Unless you are in a shortage occupation your employer must complete a ‘resident labour market’ test to prove that a resident worker cannot fill the job. Be aware that for this Visa you are only permitted to work for the employer that sponsors you and if you leave the job for which you are sponsored then you would have to leave the UK or get another employer to apply for another sponsorship certificate for you to remain.
If your husband / wife, civil partner or unmarried partner is a British Citizen, or has UK entry clearance in the form of an Ancestry Visa, Tier 1 visa or Tier 2 visa then you may also be eligible to apply for a Spouse Visa. To be eligible for entry to the UK you will need to provide supporting documents such as a marriage certificate, or if unmarried.
This UK visa for immigration of dependants allows an applicant to apply for Indefinite Leave to Remain in the UK (ILR), often referred to as permanent residency after a qualifying period. The application is based upon a candidate’s dependency on a person who is at present settled as a permanent UK resident or a UK citizen, and who needs to support the visa application. One of the positive for this Visa is it has no immigration related restrictions on the type of work or business a person may undertake upon arrival.

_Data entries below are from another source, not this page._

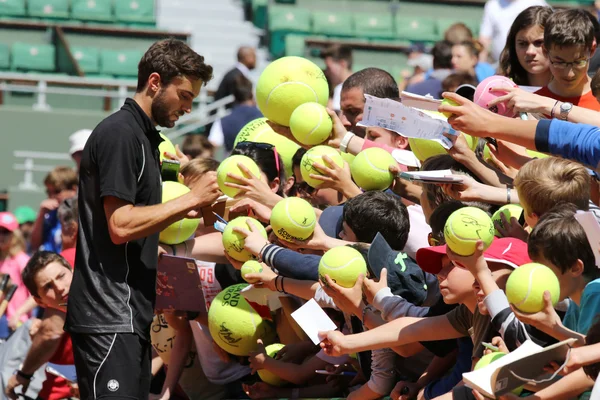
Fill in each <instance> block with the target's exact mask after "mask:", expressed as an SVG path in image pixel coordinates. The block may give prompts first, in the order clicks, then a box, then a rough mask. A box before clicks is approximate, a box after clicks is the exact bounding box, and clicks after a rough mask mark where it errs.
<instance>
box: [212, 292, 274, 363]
mask: <svg viewBox="0 0 600 400" xmlns="http://www.w3.org/2000/svg"><path fill="white" fill-rule="evenodd" d="M246 286H248V284H246V283H242V284H238V285H232V286H229V287H227V288H226V289H224V290H223V291H221V292H220V293H219V294H218V295H217V297H215V299H214V300H213V302H212V303H211V305H210V309H209V310H208V330H209V331H210V336H212V338H213V340H214V341H215V343H216V344H217V345H218V346H219V347H220V348H222V349H223V350H225V351H226V352H228V353H230V354H233V355H236V356H247V355H248V354H249V353H250V352H252V351H255V350H256V348H257V343H256V341H257V340H258V339H262V341H263V343H265V344H270V343H271V342H273V341H274V340H275V335H276V331H275V328H274V326H273V324H272V323H271V322H270V321H268V320H265V319H263V318H262V317H261V316H260V315H259V314H258V313H257V312H256V311H255V310H254V309H253V308H252V306H251V305H250V304H248V302H247V301H246V299H245V298H244V296H243V295H242V294H241V293H240V290H242V289H243V288H245V287H246Z"/></svg>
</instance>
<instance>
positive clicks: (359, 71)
mask: <svg viewBox="0 0 600 400" xmlns="http://www.w3.org/2000/svg"><path fill="white" fill-rule="evenodd" d="M354 88H359V89H362V91H363V94H370V95H371V96H375V97H379V98H382V99H395V98H398V97H400V91H399V90H398V84H397V83H396V81H395V80H394V77H393V76H392V75H390V73H389V72H386V71H384V70H382V69H379V68H365V69H361V70H360V71H358V72H355V73H353V74H352V75H350V76H349V77H348V79H346V80H345V81H344V83H343V85H342V91H346V90H350V89H354Z"/></svg>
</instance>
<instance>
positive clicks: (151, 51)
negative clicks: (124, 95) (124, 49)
mask: <svg viewBox="0 0 600 400" xmlns="http://www.w3.org/2000/svg"><path fill="white" fill-rule="evenodd" d="M154 72H156V73H158V74H159V75H160V81H161V83H162V84H163V85H168V84H170V83H171V81H172V80H173V79H174V78H176V77H178V76H187V77H192V78H195V79H200V80H201V81H202V83H203V84H204V85H206V84H207V83H208V81H210V80H211V79H212V76H213V75H212V74H213V69H212V67H211V66H210V65H208V64H205V63H204V57H202V56H201V55H200V54H198V53H196V52H195V51H194V50H192V49H191V48H190V47H189V46H188V45H187V44H185V43H184V42H182V41H181V40H177V39H165V40H160V41H158V42H156V43H154V44H153V45H152V46H150V48H149V49H148V50H147V51H146V53H145V54H144V55H143V56H142V59H141V60H140V63H139V64H138V84H137V92H138V93H139V92H141V91H142V90H143V89H144V87H145V86H146V84H147V83H148V78H149V77H150V75H151V74H152V73H154Z"/></svg>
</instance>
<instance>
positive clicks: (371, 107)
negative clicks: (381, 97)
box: [358, 94, 458, 149]
mask: <svg viewBox="0 0 600 400" xmlns="http://www.w3.org/2000/svg"><path fill="white" fill-rule="evenodd" d="M358 125H360V126H364V127H372V126H377V127H380V128H384V129H388V130H391V131H394V132H396V133H398V134H400V135H402V136H405V137H409V138H418V139H429V140H435V141H437V142H439V143H440V144H441V145H442V146H444V148H445V149H450V148H451V147H452V145H453V143H452V141H451V140H450V139H448V138H447V137H446V136H444V133H448V134H451V135H457V134H458V132H457V131H455V130H454V129H452V127H451V126H450V124H448V122H447V121H446V120H445V118H444V117H443V116H440V117H435V116H432V115H429V114H426V113H425V112H423V111H420V110H417V109H416V108H411V107H407V106H405V105H403V104H402V103H400V102H397V101H394V100H390V99H380V98H378V97H374V96H370V95H368V94H365V106H364V109H363V119H362V121H361V122H359V123H358Z"/></svg>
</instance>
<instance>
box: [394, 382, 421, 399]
mask: <svg viewBox="0 0 600 400" xmlns="http://www.w3.org/2000/svg"><path fill="white" fill-rule="evenodd" d="M419 390H421V387H419V385H417V384H416V383H415V382H408V381H400V382H398V383H396V386H394V390H392V393H391V394H390V399H392V400H408V399H415V398H416V397H417V395H418V394H419Z"/></svg>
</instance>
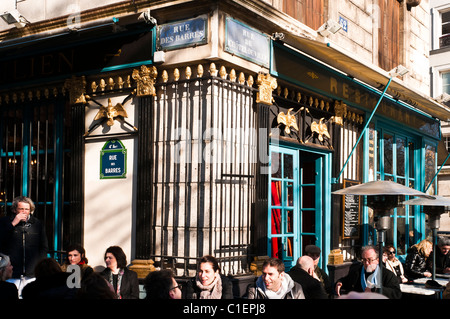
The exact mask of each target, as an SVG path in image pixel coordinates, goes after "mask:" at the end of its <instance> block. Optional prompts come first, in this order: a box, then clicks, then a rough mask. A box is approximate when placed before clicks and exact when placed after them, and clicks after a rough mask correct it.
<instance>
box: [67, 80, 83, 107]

You are able to apply for a Ancestry Visa if your parents or grandparents were born in the United Kingdom. This visa will entitle you to work for four years.
To qualify you must show that:
- You are a Commonwealth citizen.
- You are aged 17 or over.
- You have a grandparent who was born in the UK, the Channel Islands or the Isle of Man.
- You have a grandparent who was born in what is now the Republic of Ireland before 31 March 1922
- You are able to work and intend to do so in the UK you can support and accommodate yourself and any dependants without any help from public funds.
If you arrive with a United Kingdom Ancestry visa you will have permission to stay for four years. As of the 3rd April 2006, the UK Ancestry Visa will now be granted for a period of five years. After five years you will be able to apply for permanent residence provided you continue to meet the requirements of the Rules of the United Kingdom Ancestry and you have spent a period of five years continuously in employment in the UK in this way.
Right of abode
The “Right of Abode” means that you are entirely free from United Kingdom immigration control; you do not need to get permission from an immigration officer to enter the United Kingdom and you can live and work here without restriction. All British citizens, EU Nationals, certain Commonwealth citizens have the right of abode.